Multifamily Trends & News
Last week real estate-research firm Reis Inc. released its mid-year report on the apartment market stating that U.S. landlords had increased rents 0.7% to $1,062 in the second quarter, yet there are signs that the nationwide surge of apartment occupancy and rental rate increases is tapering off compared with a year ago, as reported by the Wall Street Journal.
Apartment rents increased 1.3% during the second quarter of 2012, according to New York-based Reis Inc. The national vacancy rate held steady at 4.3% in the second quarter this year.
The difference may be attributed to the new supply coming to the market — this is certainly the case in the San Francisco Bay Area. Nationwide, multifamily developers are adding approximately 160,000 new apartment homes in the top 54 U.S. Metro markets this year, according to CoStar Group, and as many as 350,000 new apartments could be delivered by 2015, CoStar forecasts.
Meanwhile, Bay Area rent increases slowed a bit in late 2012 then jumped 6% to 8% in the first quarter this year, according to Novato-based RealFacts, which supplies data and analysis to the multifamily industry.
“Increase demand for home sales, combined with a significant amount of new supply in core submarkets of our region could slow rental growth in Northern California but so far we have not seen it,” said Woodmont Real Estate Services Executive Vice President & Partner Jeff Bosshard, CPM®.
“For example,” Bosshard continued, “in May the nominal rent low for a one-bedroom apartment home in one of the San Francisco Peninsula apartment communities we manage was $1,948 while the high was $2,243. The low for a two-bedroom-two bath was $2,509 and the high was $2,959. On average, the rents are between 8%-9% higher than a year ago. In one of our South Bay communities, rent increases range from 3%-12%, depending on the floor plan while asking rents at a South San Francisco apartment community we manage are up 13%-15% over a year ago, and we are not planning to lower rents anytime soon,” he said.
The situation is more dynamic in the city of San Francisco — with all of its pending new supply — than anyplace else in Northern California, where Woodmont provides property management and related services for multifamily property owners and investors that collectively own more than 11,000 apartments, said Bosshard.
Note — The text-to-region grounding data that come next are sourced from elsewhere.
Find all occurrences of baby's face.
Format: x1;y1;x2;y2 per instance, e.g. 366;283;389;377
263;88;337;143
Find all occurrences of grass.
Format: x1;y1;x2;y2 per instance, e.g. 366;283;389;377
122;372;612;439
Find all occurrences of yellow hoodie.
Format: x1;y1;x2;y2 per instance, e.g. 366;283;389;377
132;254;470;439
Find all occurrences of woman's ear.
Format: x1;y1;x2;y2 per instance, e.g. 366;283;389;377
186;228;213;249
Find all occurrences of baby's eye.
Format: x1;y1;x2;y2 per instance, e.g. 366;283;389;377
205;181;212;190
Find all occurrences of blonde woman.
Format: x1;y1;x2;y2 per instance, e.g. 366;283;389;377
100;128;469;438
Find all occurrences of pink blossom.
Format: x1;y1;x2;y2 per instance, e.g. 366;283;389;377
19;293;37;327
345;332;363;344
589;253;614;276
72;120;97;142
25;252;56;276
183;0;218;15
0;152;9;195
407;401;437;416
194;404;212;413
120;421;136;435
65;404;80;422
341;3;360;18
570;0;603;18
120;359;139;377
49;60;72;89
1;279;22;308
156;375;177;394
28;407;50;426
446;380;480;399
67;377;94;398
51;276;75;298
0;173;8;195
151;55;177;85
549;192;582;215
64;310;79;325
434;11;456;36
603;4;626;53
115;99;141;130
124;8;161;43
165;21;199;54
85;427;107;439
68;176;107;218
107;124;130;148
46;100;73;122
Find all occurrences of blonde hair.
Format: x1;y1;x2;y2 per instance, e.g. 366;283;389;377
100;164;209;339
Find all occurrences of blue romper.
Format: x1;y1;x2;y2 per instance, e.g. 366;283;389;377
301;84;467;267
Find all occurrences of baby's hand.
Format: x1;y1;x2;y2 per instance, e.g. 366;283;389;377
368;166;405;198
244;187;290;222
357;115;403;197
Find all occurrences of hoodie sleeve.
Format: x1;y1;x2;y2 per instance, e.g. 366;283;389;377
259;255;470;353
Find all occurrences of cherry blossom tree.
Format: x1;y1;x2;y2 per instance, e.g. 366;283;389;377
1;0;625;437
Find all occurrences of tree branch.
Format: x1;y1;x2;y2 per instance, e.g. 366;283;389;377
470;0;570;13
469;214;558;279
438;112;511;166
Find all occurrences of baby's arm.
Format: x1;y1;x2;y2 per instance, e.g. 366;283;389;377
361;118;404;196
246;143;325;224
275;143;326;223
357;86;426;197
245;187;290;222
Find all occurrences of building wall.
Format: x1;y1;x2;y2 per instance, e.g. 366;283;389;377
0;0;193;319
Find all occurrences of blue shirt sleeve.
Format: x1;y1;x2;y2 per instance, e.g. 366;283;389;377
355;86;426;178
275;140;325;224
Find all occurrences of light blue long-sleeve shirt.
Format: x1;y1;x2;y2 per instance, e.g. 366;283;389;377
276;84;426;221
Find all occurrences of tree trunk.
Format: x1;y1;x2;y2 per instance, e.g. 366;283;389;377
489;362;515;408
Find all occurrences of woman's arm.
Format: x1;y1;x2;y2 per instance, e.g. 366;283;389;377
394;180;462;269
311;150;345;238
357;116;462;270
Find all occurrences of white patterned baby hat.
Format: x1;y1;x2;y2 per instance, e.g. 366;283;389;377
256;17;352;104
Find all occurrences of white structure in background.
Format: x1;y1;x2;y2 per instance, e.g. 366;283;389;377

Indeed, a recent San Francisco Business Times article stated that nearly 8,000 new apartments – mostly mid-rise and high-rise buildings, will come online between this summer and 2015, when 3,498 apartments are forecast to be delivered in that year alone. The Business Times cited local condominium sales and marketing company Polaris Pacific when it published the comparison – that San Francisco developers built (only) an average of 220 new rental apartments a year between 2000 and 2012.